By: Christopher Lewis
The EUR/USD pair originally had a surge upward at the start of the week to test the 1.35 level. The area has proven to be resistive again, and simply too strong for the bulls to overcome. However, the pair does seem to have “9 lives” as every time it falls – the bulls come into the market and support it. The pair looks weaker though now, as the weekly candle has formed a shooting star at the bottom of the recent plunge in pricing. If the 1.31 and 1.30 levels can ever be broken through – this pair falls hard. However, we still feel selling is the correct trade overall as the pair will sometimes rally.
NZD/USD had a terrific week as the bulls entered the market in full force. The “risk on” trade came into vogue as the market reacted to the lowering of dollar swap costs for central banks. (This could open the door to flooding the market with USD.) With this in mind, commodities took off over the past week. This trade looks very healthy, and could be a “buy on the pullbacks’ candidate. However, with bad headlines – this pair falls hard. We like the buying side, but only with tight stops as the news flow is so erratic lately. If the market turns negative overall – we would aggressively short this pair in those conditions though.

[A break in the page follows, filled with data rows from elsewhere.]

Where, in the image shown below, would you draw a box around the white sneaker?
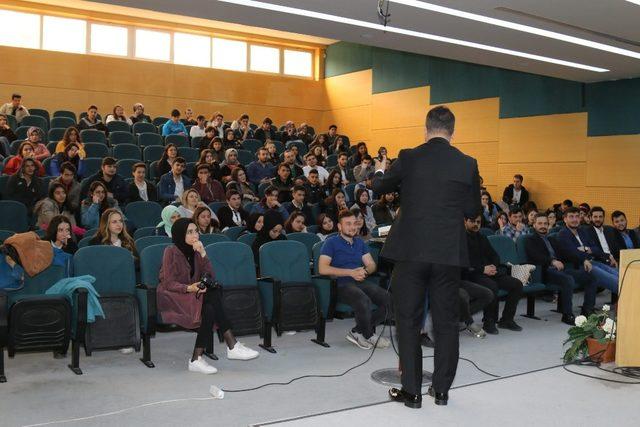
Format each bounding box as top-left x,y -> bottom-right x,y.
368,334 -> 391,348
227,341 -> 260,360
189,356 -> 218,374
345,331 -> 373,350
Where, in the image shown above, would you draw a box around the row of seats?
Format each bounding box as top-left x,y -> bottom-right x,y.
0,240 -> 352,382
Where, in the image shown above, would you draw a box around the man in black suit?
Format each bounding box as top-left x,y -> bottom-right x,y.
216,190 -> 249,230
611,211 -> 640,261
373,106 -> 481,408
524,213 -> 596,320
580,206 -> 620,268
502,174 -> 529,208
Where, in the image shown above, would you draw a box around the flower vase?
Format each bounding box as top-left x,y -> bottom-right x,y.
587,338 -> 616,363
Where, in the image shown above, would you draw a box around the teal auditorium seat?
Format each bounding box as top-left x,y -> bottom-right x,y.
488,235 -> 547,318
206,242 -> 271,349
164,135 -> 189,148
124,201 -> 162,228
242,139 -> 263,154
131,122 -> 158,135
107,120 -> 131,135
49,117 -> 76,130
80,129 -> 107,145
84,144 -> 110,159
52,110 -> 78,122
135,236 -> 172,254
480,227 -> 496,237
109,132 -> 135,147
73,246 -> 156,368
0,266 -> 87,383
133,227 -> 160,240
0,200 -> 29,233
200,233 -> 231,246
258,240 -> 329,347
222,226 -> 245,241
20,113 -> 49,134
287,233 -> 320,261
237,233 -> 256,248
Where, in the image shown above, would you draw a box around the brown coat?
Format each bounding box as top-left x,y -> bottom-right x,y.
4,231 -> 53,277
157,245 -> 214,329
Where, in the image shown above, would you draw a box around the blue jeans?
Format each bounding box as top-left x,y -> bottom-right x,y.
545,267 -> 596,315
591,261 -> 618,295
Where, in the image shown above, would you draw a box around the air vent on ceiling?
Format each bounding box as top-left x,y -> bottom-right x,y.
495,7 -> 640,47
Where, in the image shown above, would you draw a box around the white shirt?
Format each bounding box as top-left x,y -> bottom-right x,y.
593,227 -> 611,255
173,175 -> 184,197
189,126 -> 205,138
513,187 -> 522,203
133,181 -> 149,202
302,165 -> 329,184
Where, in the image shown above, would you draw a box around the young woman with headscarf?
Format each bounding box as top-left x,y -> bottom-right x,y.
251,210 -> 287,264
158,218 -> 259,374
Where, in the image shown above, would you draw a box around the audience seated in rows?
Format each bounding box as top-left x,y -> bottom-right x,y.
129,102 -> 153,124
162,110 -> 188,137
157,218 -> 259,374
104,105 -> 133,126
251,210 -> 287,265
81,181 -> 119,229
127,162 -> 158,203
0,93 -> 29,124
217,190 -> 249,231
318,210 -> 392,350
78,105 -> 109,135
462,215 -> 523,334
158,157 -> 191,203
80,157 -> 129,204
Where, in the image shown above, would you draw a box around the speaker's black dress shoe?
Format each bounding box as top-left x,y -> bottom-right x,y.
389,388 -> 422,409
427,386 -> 449,406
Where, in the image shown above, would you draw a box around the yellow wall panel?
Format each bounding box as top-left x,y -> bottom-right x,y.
446,98 -> 500,142
499,113 -> 587,163
368,126 -> 424,157
453,141 -> 498,186
316,105 -> 371,145
492,162 -> 586,209
324,70 -> 372,110
587,135 -> 640,188
0,47 -> 324,128
371,86 -> 429,129
586,187 -> 640,228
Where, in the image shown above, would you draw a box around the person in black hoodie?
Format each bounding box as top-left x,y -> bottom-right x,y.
462,214 -> 522,334
251,210 -> 287,265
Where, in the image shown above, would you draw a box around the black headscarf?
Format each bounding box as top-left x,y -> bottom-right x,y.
252,209 -> 286,259
247,212 -> 264,233
171,218 -> 195,277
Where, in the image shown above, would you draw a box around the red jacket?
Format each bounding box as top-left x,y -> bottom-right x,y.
2,156 -> 46,176
157,245 -> 214,329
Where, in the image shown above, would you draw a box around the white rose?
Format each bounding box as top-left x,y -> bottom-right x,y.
602,319 -> 615,334
575,316 -> 587,326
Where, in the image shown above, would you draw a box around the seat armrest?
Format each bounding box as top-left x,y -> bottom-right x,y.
311,274 -> 338,320
0,291 -> 9,347
72,288 -> 89,342
136,284 -> 158,336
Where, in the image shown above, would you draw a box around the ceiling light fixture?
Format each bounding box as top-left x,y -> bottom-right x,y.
218,0 -> 609,73
389,0 -> 640,59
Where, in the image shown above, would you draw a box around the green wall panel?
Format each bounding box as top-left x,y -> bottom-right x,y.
373,48 -> 431,93
430,58 -> 500,104
324,42 -> 373,77
587,79 -> 640,136
499,70 -> 584,119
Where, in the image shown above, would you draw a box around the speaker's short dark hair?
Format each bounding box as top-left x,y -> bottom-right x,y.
611,211 -> 627,221
426,105 -> 456,135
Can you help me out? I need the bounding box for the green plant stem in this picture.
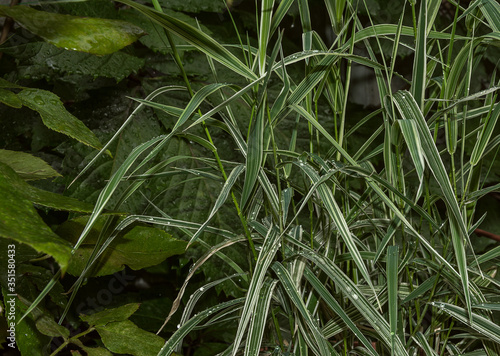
[152,0,257,261]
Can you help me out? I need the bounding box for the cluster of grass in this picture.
[26,0,500,355]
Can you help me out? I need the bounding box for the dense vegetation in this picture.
[0,0,500,356]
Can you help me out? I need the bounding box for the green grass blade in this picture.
[431,302,500,344]
[245,278,278,356]
[386,246,399,355]
[415,331,438,356]
[393,91,471,318]
[258,0,274,76]
[411,1,427,111]
[116,0,257,80]
[269,0,295,36]
[304,267,378,356]
[470,98,500,166]
[272,262,338,355]
[240,104,267,209]
[401,276,437,304]
[72,136,168,253]
[300,250,408,355]
[299,162,373,287]
[233,226,281,356]
[394,91,467,236]
[398,119,425,183]
[479,0,500,33]
[158,298,244,356]
[188,164,245,247]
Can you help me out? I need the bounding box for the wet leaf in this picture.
[0,89,23,109]
[96,320,164,356]
[0,6,145,55]
[57,218,187,276]
[36,315,69,339]
[2,288,50,356]
[82,346,113,356]
[17,89,102,149]
[0,158,94,213]
[0,149,61,180]
[0,163,71,271]
[0,42,145,81]
[80,303,139,326]
[0,78,23,89]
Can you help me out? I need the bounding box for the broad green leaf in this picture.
[80,303,140,326]
[116,0,257,80]
[386,246,399,350]
[304,268,378,356]
[0,159,93,213]
[160,0,226,14]
[2,288,50,356]
[0,149,61,180]
[0,78,24,89]
[17,89,102,149]
[0,163,71,271]
[0,6,144,55]
[0,89,23,109]
[96,320,164,356]
[57,218,187,276]
[82,345,113,356]
[1,42,145,81]
[188,165,245,246]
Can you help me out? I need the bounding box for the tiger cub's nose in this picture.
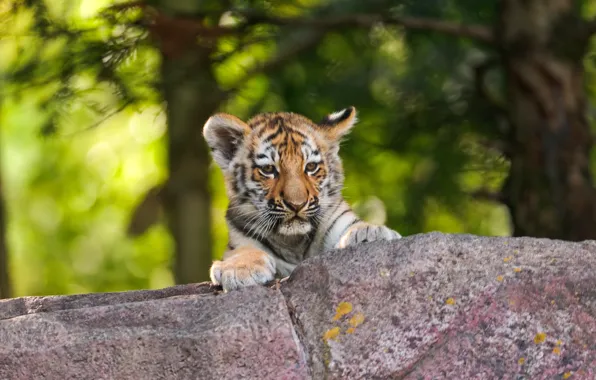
[284,199,308,212]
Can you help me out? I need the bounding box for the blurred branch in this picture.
[107,1,495,44]
[239,12,495,44]
[58,100,134,136]
[468,189,505,203]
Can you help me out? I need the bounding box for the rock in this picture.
[0,285,307,380]
[282,233,596,379]
[0,233,596,380]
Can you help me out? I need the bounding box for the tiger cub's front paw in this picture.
[335,223,401,248]
[209,247,275,292]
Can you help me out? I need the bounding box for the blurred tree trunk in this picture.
[496,0,596,241]
[152,0,222,284]
[0,176,12,299]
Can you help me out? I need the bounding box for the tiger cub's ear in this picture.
[203,113,250,170]
[319,107,358,142]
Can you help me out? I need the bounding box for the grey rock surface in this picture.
[0,233,596,380]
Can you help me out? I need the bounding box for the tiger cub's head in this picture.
[203,107,356,236]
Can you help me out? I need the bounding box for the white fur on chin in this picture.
[277,219,312,236]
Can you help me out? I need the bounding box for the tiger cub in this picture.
[203,107,401,292]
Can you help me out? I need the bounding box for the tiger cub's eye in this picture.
[259,165,275,174]
[306,162,319,172]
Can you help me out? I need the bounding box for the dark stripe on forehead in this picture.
[263,127,285,143]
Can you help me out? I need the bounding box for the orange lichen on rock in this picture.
[350,313,364,327]
[517,358,526,365]
[534,332,546,344]
[323,327,339,341]
[333,302,352,321]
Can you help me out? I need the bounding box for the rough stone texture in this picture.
[0,233,596,380]
[282,233,596,379]
[0,285,307,380]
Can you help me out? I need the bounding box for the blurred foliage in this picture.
[0,0,510,295]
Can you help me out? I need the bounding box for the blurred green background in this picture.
[0,0,594,296]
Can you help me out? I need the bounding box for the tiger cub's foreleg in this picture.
[209,246,275,292]
[335,222,401,248]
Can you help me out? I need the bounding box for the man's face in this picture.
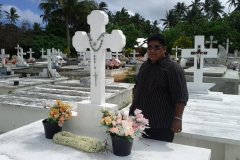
[147,41,166,63]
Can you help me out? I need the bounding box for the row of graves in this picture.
[0,10,211,160]
[0,11,240,160]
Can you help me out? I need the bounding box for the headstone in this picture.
[226,38,232,54]
[15,44,21,56]
[39,49,61,78]
[181,36,217,94]
[64,10,126,138]
[27,48,35,59]
[206,36,217,48]
[1,49,9,67]
[131,49,139,63]
[172,46,182,61]
[16,48,29,67]
[40,48,46,58]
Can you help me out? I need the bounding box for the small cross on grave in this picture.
[19,48,26,62]
[40,48,46,58]
[172,46,182,61]
[131,49,139,63]
[181,36,217,93]
[206,36,217,48]
[72,10,126,105]
[27,48,35,59]
[15,44,21,56]
[1,49,9,67]
[78,51,90,66]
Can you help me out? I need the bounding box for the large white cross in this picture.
[131,49,139,62]
[206,36,217,48]
[1,49,9,66]
[226,38,232,54]
[181,36,217,90]
[27,48,35,59]
[15,44,21,56]
[40,48,46,58]
[19,48,26,61]
[172,46,182,60]
[72,10,126,105]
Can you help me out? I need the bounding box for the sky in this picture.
[0,0,232,27]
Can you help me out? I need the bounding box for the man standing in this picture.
[129,34,188,142]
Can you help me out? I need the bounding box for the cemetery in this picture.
[0,2,240,160]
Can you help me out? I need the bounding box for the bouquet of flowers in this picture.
[100,109,149,140]
[44,100,72,127]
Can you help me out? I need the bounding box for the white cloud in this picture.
[2,5,42,24]
[96,0,232,21]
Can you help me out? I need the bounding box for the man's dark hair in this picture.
[147,34,166,46]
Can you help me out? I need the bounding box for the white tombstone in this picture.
[181,36,217,93]
[206,36,217,48]
[27,48,35,59]
[172,46,182,61]
[112,52,122,59]
[40,48,46,58]
[64,10,126,139]
[1,49,9,67]
[131,49,139,63]
[106,51,112,61]
[16,48,29,67]
[39,49,60,78]
[15,44,21,56]
[226,38,232,54]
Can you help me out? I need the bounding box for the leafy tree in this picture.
[160,10,178,30]
[4,7,20,24]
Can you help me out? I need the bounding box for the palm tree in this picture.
[160,10,177,30]
[0,4,2,19]
[204,0,224,20]
[227,0,240,11]
[39,0,98,54]
[4,7,20,24]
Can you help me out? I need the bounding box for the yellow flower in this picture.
[104,117,112,125]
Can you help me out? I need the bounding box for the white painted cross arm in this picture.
[103,30,126,52]
[72,31,90,52]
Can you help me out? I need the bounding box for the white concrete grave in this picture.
[16,48,29,67]
[206,36,218,48]
[64,10,126,139]
[172,46,182,61]
[225,38,232,54]
[0,49,9,67]
[0,120,211,160]
[40,48,46,58]
[15,44,21,56]
[181,36,217,94]
[112,52,122,59]
[131,49,139,63]
[39,49,61,78]
[27,48,35,59]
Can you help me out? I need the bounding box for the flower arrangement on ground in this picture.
[44,100,72,127]
[100,109,149,141]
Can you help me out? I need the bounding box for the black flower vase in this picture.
[111,134,133,156]
[42,119,62,139]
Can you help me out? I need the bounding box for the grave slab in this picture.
[0,120,211,160]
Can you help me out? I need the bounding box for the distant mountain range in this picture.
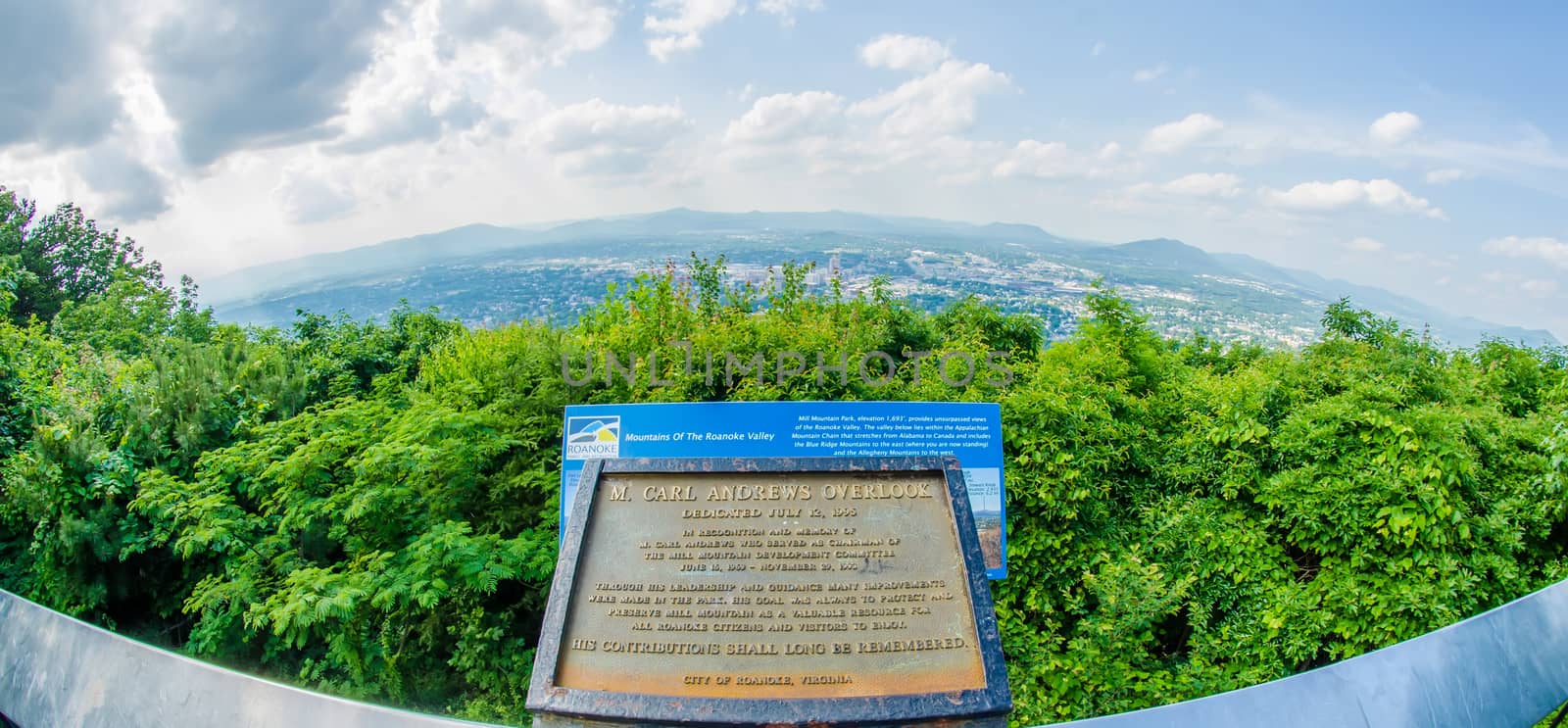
[202,209,1557,345]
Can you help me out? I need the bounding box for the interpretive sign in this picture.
[528,457,1011,723]
[562,402,1006,579]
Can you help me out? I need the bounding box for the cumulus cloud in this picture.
[1519,277,1557,298]
[144,0,390,167]
[80,144,170,222]
[643,0,737,63]
[991,140,1131,179]
[1132,63,1171,83]
[1482,235,1568,268]
[1160,172,1242,198]
[1367,112,1421,144]
[758,0,821,28]
[1262,179,1447,219]
[535,99,692,177]
[334,0,614,152]
[1346,237,1383,253]
[860,34,952,71]
[1143,113,1225,154]
[1427,170,1471,185]
[993,140,1087,179]
[0,0,121,148]
[724,91,844,144]
[271,164,355,224]
[850,58,1013,136]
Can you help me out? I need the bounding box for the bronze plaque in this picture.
[554,469,990,699]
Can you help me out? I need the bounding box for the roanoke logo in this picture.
[566,414,621,460]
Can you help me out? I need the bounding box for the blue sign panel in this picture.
[562,402,1006,579]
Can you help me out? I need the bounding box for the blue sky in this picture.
[0,0,1568,340]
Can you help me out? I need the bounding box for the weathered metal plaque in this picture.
[528,459,1009,723]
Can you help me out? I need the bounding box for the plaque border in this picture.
[527,455,1013,725]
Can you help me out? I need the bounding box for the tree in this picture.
[0,187,163,324]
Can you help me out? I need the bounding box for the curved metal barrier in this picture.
[0,580,1568,728]
[1058,580,1568,728]
[0,590,502,728]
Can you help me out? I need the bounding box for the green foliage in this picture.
[0,187,163,324]
[0,200,1568,725]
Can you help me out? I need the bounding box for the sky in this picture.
[0,0,1568,340]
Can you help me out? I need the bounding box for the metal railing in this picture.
[0,580,1568,728]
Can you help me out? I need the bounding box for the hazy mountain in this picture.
[202,207,1555,345]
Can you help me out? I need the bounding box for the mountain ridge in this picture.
[204,207,1557,350]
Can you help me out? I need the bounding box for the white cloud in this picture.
[334,0,614,152]
[1262,179,1447,219]
[1132,63,1171,83]
[1427,170,1471,185]
[991,140,1135,179]
[860,34,952,71]
[1160,172,1242,198]
[271,160,356,224]
[758,0,821,28]
[724,91,844,144]
[1480,235,1568,268]
[1346,237,1383,253]
[850,60,1013,136]
[1143,113,1225,154]
[1367,112,1421,144]
[991,140,1088,177]
[643,0,737,63]
[1519,277,1557,298]
[535,99,692,177]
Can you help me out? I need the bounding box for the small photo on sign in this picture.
[566,415,621,460]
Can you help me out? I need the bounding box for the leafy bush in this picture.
[0,191,1568,725]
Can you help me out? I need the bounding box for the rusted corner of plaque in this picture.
[527,457,1011,725]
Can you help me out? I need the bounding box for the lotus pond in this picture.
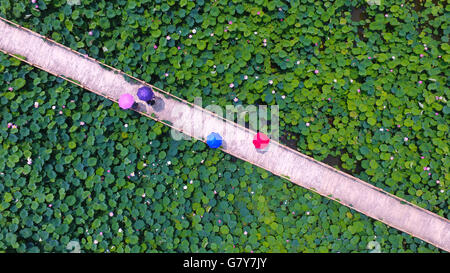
[0,0,450,252]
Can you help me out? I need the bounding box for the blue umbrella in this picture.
[206,132,222,149]
[137,86,155,102]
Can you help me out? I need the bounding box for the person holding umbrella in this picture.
[253,131,270,153]
[137,86,155,105]
[206,132,223,149]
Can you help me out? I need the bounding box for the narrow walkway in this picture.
[0,17,450,251]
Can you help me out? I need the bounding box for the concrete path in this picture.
[0,17,450,251]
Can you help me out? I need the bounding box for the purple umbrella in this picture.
[119,93,134,109]
[137,86,154,102]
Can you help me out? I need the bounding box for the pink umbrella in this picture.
[119,93,134,109]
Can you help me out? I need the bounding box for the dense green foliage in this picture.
[0,0,450,252]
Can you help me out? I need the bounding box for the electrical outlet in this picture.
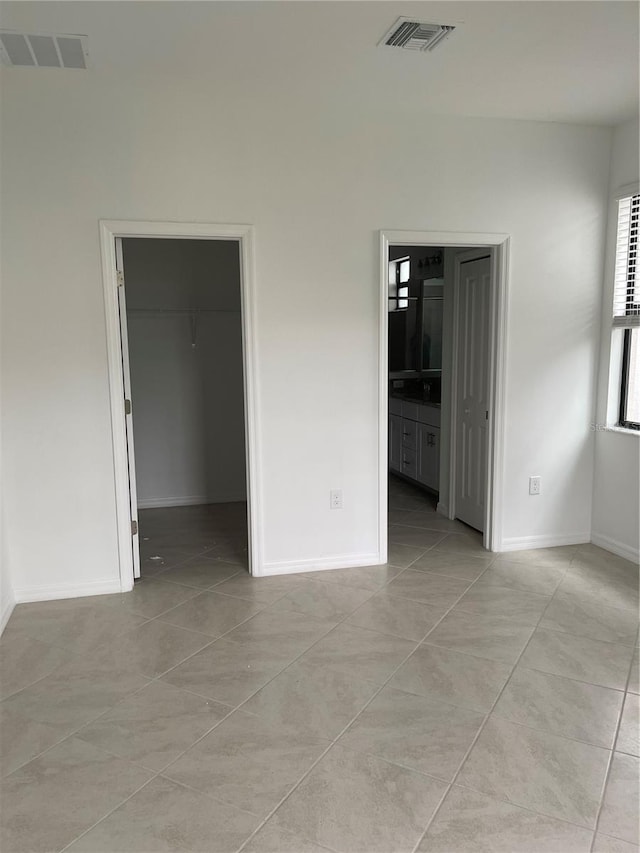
[329,489,342,509]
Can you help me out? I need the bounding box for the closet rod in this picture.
[127,308,240,315]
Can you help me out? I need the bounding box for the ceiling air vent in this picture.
[0,30,89,68]
[378,18,455,50]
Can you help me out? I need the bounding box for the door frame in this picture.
[99,219,263,592]
[378,230,510,563]
[448,246,496,537]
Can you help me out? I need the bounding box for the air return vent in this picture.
[378,18,455,50]
[0,30,89,68]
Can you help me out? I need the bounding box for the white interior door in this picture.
[454,249,491,531]
[116,237,140,578]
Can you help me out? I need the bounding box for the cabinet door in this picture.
[389,415,402,471]
[417,424,440,492]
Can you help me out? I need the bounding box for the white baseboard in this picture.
[138,495,247,509]
[254,552,382,577]
[495,532,591,551]
[0,595,16,635]
[591,533,640,564]
[13,578,123,604]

The cable had a strong start to the week, but gave back much of the gains by the end of the Friday session. The pair looks weak, and we prefer to sell any and all rallies at this point. However, it should be noted that the 1.55 level is the start of a 200 pip support area down to the 1.53 level. The breaking below that area has this pair going much, much lower. Also, this could be the breaking of the bottom of a complex “head and shoulders”.
EUR/GBP continues to bounce around in the 0.85 to 0.8650 areas. The pair is essentially a contest between two unloved currencies, and will continue to fight in the area as the EU has so many problems, and the UK has so many banks exposed to those problems. We like this pair currently for day trading between the two above mentioned levels. The weekly chart shows a hammer, another hammer, a shooting star, and a hammer over the last four weeks – signaling that the pair doesn’t want to go anywhere. This is great for range trading.
Much like its antipodean cousin, the Aussie had a very bullish week as the breaking of the hammer from the previous week was such a strong buy signal. However, the risk sensitivity of the Aussie dollar would have us nervous about holding this pair for too long. The pullbacks give us a chance to buy this currency at a cheaper price, but a break below parity would have us selling instead.